Model Specification and Features Associated With HLI

Features selection in TLSA training cohort using both univariate and multivariate Cox hazard regression analyses at the 12-year follow-up are provided in Table S4 in Multimedia Appendix 2. After excluding nonsignificant features from the univariate analysis and applying backward elimination, the multivariate analysis was conducted. The results indicated that older adults (65‐74 years: HR 2.85, 95% CI 2.40‐3.37; older than 75 years: HR 6.32, 95% CI 5.37‐7.42), female (HR 0.74, 95% CI 0.64‐0.85), higher level of education (elementary: HR 0.83, 95% CI 0.71‐0.98; junior or senior high school: HR 0.74, 95% CI 0.60‐0.91; college and above: HR 0.54, 95% CI 0.40‐0.71), current smoker (HR 1.39, 95% CI 1.20‐1.62), current drinker (HR 0.81, 95% CI 0.70‐0.94), having difficulty in climbing stairs (HR 1.24, 95% CI 1.04‐1.47), and IC impairment (locomotion: HR 1.32, 95% CI 1.10‐1.59; visual acuity: HR 1.21, 95% CI 1.03‐1.42; cognition: HR 1.20, 95% CI 1.02‐1.42) were significantly associated with 12-year disability- and dementia-free survival probability for building up HLI. Furthermore, cardiometabolic conditions were also associated with 12-year disability- and dementia-free survival, including hypertension (HR 1.14, 95% CI 1.01‐1.29), diabetes (HR 1.54, 95% CI 1.32‐1.81), and stroke (HR 1.57, 95% CI 1.14‐2.14). Liver disease (HR 1.54, 95% CI 1.24‐1.92) and renal disease (HR 1.46, 95% CI 1.17‐1.82) were also indicative of the outcome. Details of the features selected and their association with 4-year and 8-year disability- and dementia-free survival for building up HLI are also provided in Table S5 and Table S6 in Multimedia Appendix 2.

The goodness of fit was compared between the Cox regression model and 4 types of parametric survival models, including Weibull, exponential, log-logistic, and log-normal.

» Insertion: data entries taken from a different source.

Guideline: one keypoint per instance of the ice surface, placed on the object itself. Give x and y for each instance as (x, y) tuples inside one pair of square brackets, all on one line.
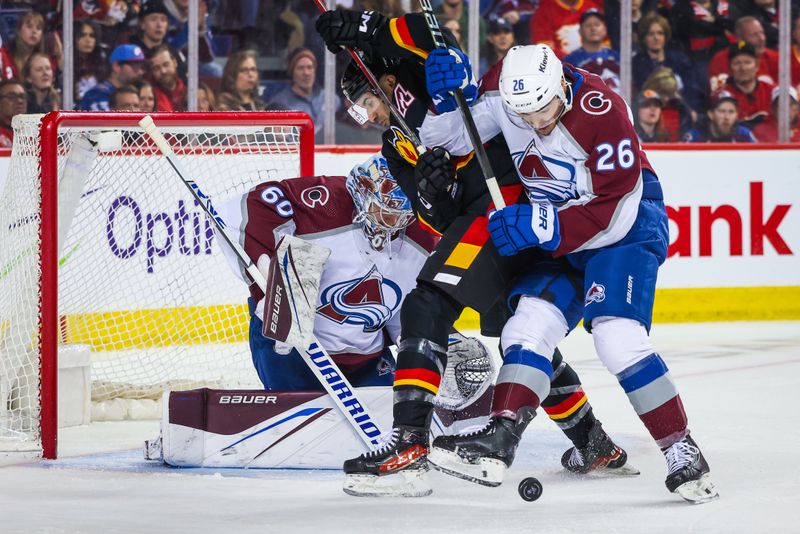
[(739, 382)]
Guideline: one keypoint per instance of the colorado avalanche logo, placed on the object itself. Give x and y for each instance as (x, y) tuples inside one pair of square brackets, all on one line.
[(545, 178), (594, 103), (596, 293), (368, 301)]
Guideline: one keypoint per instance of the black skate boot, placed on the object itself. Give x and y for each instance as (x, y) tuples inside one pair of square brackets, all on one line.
[(600, 455), (482, 456), (404, 455), (688, 472)]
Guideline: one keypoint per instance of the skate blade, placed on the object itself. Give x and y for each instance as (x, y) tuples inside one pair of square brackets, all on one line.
[(406, 484), (698, 491), (626, 470), (486, 471)]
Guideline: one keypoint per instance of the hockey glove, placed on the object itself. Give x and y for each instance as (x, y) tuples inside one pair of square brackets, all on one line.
[(515, 228), (446, 71), (343, 28), (438, 192)]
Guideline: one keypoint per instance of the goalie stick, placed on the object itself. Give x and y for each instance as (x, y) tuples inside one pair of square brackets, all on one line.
[(463, 107), (314, 355)]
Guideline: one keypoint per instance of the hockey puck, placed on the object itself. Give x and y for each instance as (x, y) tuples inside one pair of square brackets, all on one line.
[(530, 489)]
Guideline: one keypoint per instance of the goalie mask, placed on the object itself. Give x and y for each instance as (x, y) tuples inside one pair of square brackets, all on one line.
[(380, 205), (355, 86)]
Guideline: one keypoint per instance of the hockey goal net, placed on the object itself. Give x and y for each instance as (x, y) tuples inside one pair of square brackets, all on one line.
[(103, 248)]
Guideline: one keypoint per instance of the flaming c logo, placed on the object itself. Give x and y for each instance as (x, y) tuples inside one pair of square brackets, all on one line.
[(404, 146)]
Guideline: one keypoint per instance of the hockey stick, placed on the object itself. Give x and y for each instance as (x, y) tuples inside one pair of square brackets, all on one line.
[(373, 81), (472, 130), (314, 355)]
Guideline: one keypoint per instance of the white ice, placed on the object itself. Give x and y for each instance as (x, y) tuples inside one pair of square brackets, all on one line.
[(738, 381)]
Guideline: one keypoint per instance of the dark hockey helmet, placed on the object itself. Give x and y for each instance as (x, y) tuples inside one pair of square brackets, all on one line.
[(354, 82)]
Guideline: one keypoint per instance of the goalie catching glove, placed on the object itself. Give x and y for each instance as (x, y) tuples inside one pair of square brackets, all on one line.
[(344, 28), (445, 72), (515, 228)]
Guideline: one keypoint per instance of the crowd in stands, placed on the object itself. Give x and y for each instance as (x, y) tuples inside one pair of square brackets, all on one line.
[(702, 70)]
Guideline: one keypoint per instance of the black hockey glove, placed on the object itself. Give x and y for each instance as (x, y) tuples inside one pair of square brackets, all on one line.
[(434, 172), (341, 27), (437, 189)]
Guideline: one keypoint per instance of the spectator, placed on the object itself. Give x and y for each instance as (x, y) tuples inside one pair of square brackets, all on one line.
[(169, 89), (754, 96), (125, 98), (654, 34), (795, 55), (91, 61), (127, 67), (613, 14), (38, 76), (456, 10), (594, 55), (152, 28), (676, 116), (205, 98), (178, 34), (556, 23), (13, 101), (29, 38), (455, 28), (767, 131), (721, 124), (240, 84), (749, 30), (500, 41), (147, 100), (303, 94), (6, 62), (766, 12), (648, 118), (518, 14), (702, 28)]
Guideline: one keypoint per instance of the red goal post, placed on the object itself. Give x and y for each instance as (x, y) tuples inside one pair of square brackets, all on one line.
[(207, 137)]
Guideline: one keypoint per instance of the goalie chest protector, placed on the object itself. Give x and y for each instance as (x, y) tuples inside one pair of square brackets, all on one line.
[(361, 290)]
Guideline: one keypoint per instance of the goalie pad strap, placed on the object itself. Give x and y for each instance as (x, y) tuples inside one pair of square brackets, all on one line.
[(433, 351)]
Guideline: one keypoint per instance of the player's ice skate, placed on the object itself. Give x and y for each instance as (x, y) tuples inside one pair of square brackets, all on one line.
[(394, 470), (688, 472), (600, 456), (481, 456)]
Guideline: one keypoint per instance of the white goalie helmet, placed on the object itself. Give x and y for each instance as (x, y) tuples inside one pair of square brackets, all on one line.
[(532, 76), (381, 207)]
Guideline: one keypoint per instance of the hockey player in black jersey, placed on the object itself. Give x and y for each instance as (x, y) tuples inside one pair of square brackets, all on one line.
[(450, 198)]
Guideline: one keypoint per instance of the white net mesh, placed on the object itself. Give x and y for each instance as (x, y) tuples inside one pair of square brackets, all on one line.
[(141, 279)]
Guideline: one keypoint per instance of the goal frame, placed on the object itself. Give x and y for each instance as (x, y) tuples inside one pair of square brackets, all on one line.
[(48, 327)]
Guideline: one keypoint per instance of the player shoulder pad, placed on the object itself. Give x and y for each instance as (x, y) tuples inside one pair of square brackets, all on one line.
[(317, 203)]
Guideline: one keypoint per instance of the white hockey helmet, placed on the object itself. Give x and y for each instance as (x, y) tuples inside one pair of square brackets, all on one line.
[(532, 76)]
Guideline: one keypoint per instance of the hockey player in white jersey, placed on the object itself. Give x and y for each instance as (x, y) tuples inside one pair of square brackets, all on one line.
[(377, 249), (595, 199)]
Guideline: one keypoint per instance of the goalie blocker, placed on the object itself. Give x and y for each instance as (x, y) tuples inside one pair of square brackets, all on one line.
[(304, 429)]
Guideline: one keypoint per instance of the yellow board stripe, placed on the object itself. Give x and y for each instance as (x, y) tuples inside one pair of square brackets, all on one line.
[(419, 383), (570, 411), (146, 328), (463, 255), (119, 330), (697, 305), (399, 40)]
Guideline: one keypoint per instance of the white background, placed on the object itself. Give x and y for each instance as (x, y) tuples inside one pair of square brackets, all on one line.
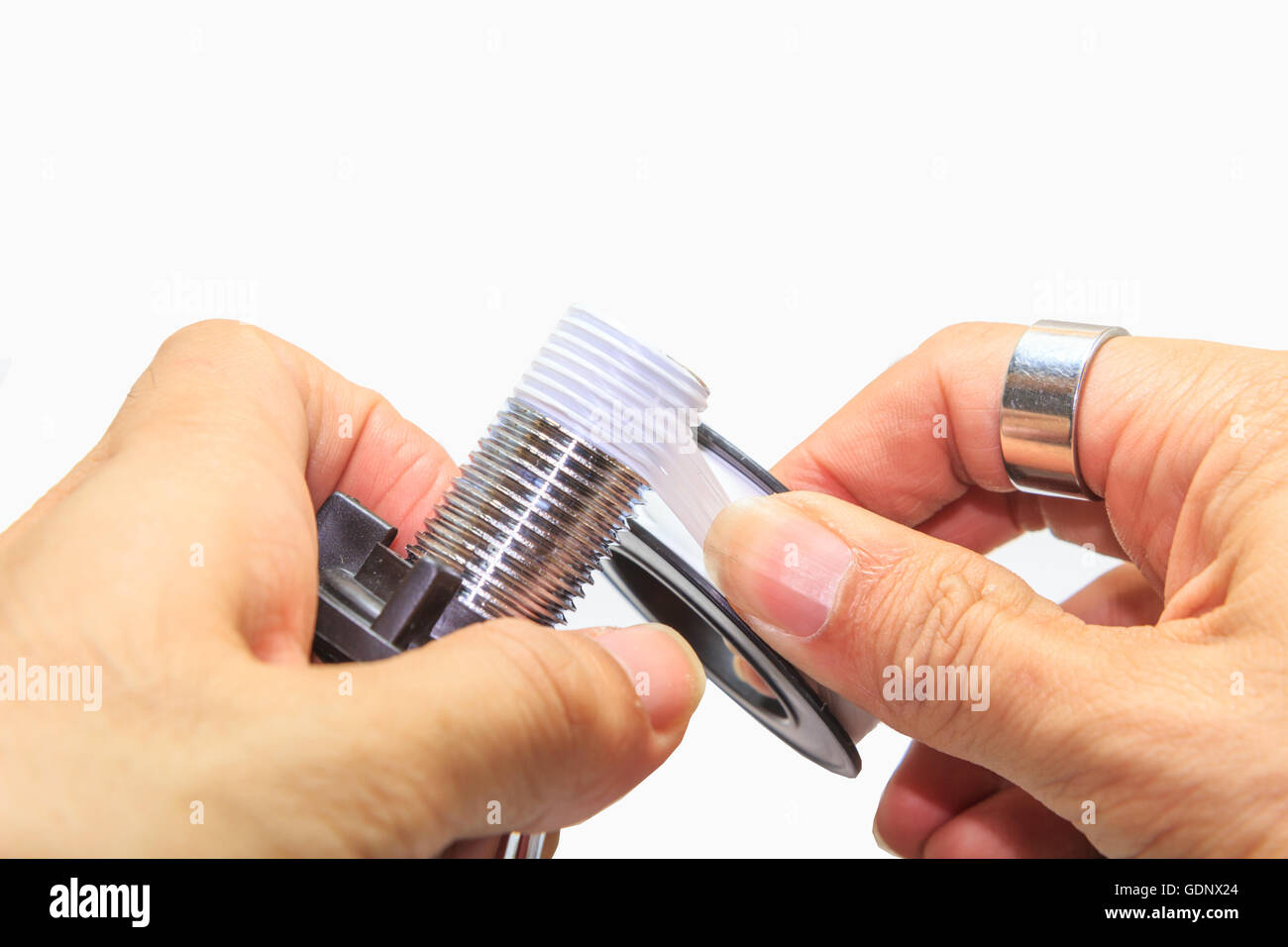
[(787, 197)]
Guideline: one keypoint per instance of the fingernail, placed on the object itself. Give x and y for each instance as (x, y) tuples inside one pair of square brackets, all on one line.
[(777, 566), (666, 674)]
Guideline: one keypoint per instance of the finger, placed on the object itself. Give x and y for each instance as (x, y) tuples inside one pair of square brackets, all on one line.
[(1119, 598), (915, 440), (228, 441), (503, 725), (1010, 823), (861, 603), (926, 791)]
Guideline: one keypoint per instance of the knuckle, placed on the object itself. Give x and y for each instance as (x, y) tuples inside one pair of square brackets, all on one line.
[(559, 681), (200, 335), (948, 604)]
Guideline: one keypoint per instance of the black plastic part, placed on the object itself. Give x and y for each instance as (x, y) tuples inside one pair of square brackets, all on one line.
[(372, 602), (666, 589)]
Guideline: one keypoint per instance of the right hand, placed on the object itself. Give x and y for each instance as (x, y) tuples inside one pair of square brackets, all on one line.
[(1149, 715)]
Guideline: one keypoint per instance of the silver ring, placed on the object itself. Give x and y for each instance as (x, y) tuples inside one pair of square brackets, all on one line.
[(1039, 406)]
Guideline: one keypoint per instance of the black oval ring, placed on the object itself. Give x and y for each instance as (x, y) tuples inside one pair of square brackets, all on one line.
[(666, 589)]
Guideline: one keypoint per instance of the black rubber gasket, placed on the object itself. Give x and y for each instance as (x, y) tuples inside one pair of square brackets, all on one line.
[(666, 589)]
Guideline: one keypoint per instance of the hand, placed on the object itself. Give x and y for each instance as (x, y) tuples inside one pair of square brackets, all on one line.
[(179, 560), (1144, 718)]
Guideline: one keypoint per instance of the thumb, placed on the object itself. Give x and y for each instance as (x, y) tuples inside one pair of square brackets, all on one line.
[(932, 639), (505, 725)]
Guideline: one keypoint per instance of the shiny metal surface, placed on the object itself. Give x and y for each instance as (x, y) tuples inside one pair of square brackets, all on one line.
[(1039, 406), (528, 519)]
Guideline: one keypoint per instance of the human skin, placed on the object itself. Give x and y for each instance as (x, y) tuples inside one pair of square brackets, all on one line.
[(180, 557), (1154, 699)]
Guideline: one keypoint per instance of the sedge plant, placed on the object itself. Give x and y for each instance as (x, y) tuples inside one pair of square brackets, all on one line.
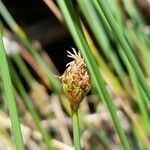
[(76, 84), (76, 31)]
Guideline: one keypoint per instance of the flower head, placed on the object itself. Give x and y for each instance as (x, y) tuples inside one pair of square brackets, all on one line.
[(75, 80)]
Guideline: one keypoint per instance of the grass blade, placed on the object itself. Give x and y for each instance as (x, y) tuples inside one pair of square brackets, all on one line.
[(10, 97), (75, 29)]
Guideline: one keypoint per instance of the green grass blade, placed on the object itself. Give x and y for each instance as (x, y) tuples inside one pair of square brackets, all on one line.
[(10, 97), (29, 105), (100, 35), (75, 29)]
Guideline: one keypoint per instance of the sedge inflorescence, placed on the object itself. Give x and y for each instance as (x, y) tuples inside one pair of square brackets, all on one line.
[(75, 80)]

The Weibull model had the lowest AIC across the 4-, 8-, and 12-year observation periods, denoting a better overall fit than the other models (Table S7 in Multimedia Appendix 2; Figures S2, S3, and S4 in Multimedia Appendix 1).

Nomogram Development and Validation

The features selected to construct the 12-year probability of disability- and dementia-free survival nomogram from the TLSA training cohort using the Weibull model were used to develop a nomogram. These features included demographics (age, sex, level of education, current smoking status, and current drinking status), functional status indicator (difficulty in climbing stairs), and IC (locomotion impairment, visual acuity, and cognition impairment). In addition, self-reported chronic diseases such as hypertension, diabetes mellitus, stroke, liver disease, and renal disease were incorporated (Figure 2). Nomograms for the 4-year and 8-year probabilities of disability- and dementia-free survival are presented in Figures S5 and S6 in Multimedia Appendix 1, respectively.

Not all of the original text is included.